Vereinfachtes Beispiel: Von 1.000 Euro Ertrag eines entsprechend eingestuften Aktien-ETF bleiben 300 Euro durch die Teilfreistellung steuerfrei. 700 Euro verbleiben vor Berücksichtigung etwaiger Freibeträge und Verluste. Die 30 Prozent sind keine pauschale Steuersatzsenkung für das gesamte Depot.

Vorabpauschale: Steuer auch ohne Ausschüttung

Eine Vorabpauschale kann anfallen, wenn die Ausschüttungen unter dem gesetzlich bestimmten Basisertrag liegen. Dieser verwendet den Anteilswert zu Jahresbeginn und 70 Prozent des jährlichen Basiszinses. Eine gesetzliche Begrenzung anhand der Wertentwicklung und Ausschüttungen verhindert, dass der Basisertrag beliebig hoch angesetzt wird. Im Erwerbsjahr erfolgt eine zeitanteilige Kürzung. Die Pauschale gilt am ersten Werktag des Folgejahres als zugeflossen. Quelle: § 18 InvStG.

Den jeweils maßgeblichen Basiszins veröffentlicht das Bundesfinanzministerium. Bereits angesetzte Vorabpauschalen vermindern später den steuerlichen Verkaufsgewinn; sie werden nicht einfach ein zweites Mal als derselbe Gewinn besteuert.
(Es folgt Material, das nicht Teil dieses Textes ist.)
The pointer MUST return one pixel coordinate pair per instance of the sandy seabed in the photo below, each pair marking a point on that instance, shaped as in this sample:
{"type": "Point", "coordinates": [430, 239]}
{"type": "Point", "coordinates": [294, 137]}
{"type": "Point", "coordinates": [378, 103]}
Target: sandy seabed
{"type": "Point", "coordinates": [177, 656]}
Das regelt § 19 InvStG.

In drei Schritten praktisch prüfen

1. Fonds und Depot prüfen: ISIN, steuerliche Fondskategorie und ausschüttend oder thesaurierend feststellen. Die Länderkennung der ISIN oder die Replikationsmethode allein entscheidet nicht über die Steuerfreiheit.

2. Steuerabzug vorbereiten: Bei einem deutschen depotführenden Institut erfolgt der Steuerabzug in der Regel über die Bank. Prüfe deinen Freistellungsauftrag und die Mitteilung zur Vorabpauschale. Halte bei angekündigtem Einzug ausreichend Guthaben auf dem Verrechnungskonto bereit. Bei einem ausländischen Depot ohne deutschen Steuerabzug können eigene Erklärungspflichten entstehen; prüfe die Unterlagen des konkreten Anbieters.
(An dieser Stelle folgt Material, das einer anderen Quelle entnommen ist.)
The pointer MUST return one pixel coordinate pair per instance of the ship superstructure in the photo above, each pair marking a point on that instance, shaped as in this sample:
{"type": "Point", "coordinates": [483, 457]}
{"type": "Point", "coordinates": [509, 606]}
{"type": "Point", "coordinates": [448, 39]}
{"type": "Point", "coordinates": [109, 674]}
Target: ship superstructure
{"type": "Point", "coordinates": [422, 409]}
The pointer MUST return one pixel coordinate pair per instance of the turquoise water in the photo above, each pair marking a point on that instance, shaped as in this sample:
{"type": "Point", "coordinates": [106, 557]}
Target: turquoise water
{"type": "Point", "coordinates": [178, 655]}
3. Unterlagen aufbewahren: Jahressteuerbescheinigung, Kauf- und Verkaufsabrechnungen sowie angesetzte Vorabpauschalen sichern. Bei Altbeständen, Depotwechseln oder abweichenden Abrechnungen sollte der Einzelfall mit der Bank oder einer Steuerberatung geklärt werden.

Wie geht es mit dem ETF-Depot weiter?

Steuern sind ein Teil der Entscheidung. Ebenso zählen Kosten, passende Sparpläne und eine verständliche Abrechnung. Im ETF-Sparplanvergleich kannst du bestehende Depotangebote vergleichen. Die frühere pauschale Consorsbank-Prämie wird hier nicht mehr beworben.

Dieser Artikel erklärt die allgemeinen Grundlagen und ersetzt keine individuelle Steuerberatung. Sonderfälle, etwa betriebliche Anlagen oder besondere Altersvorsorgeverträge, sind nicht Gegenstand dieses Überblicks.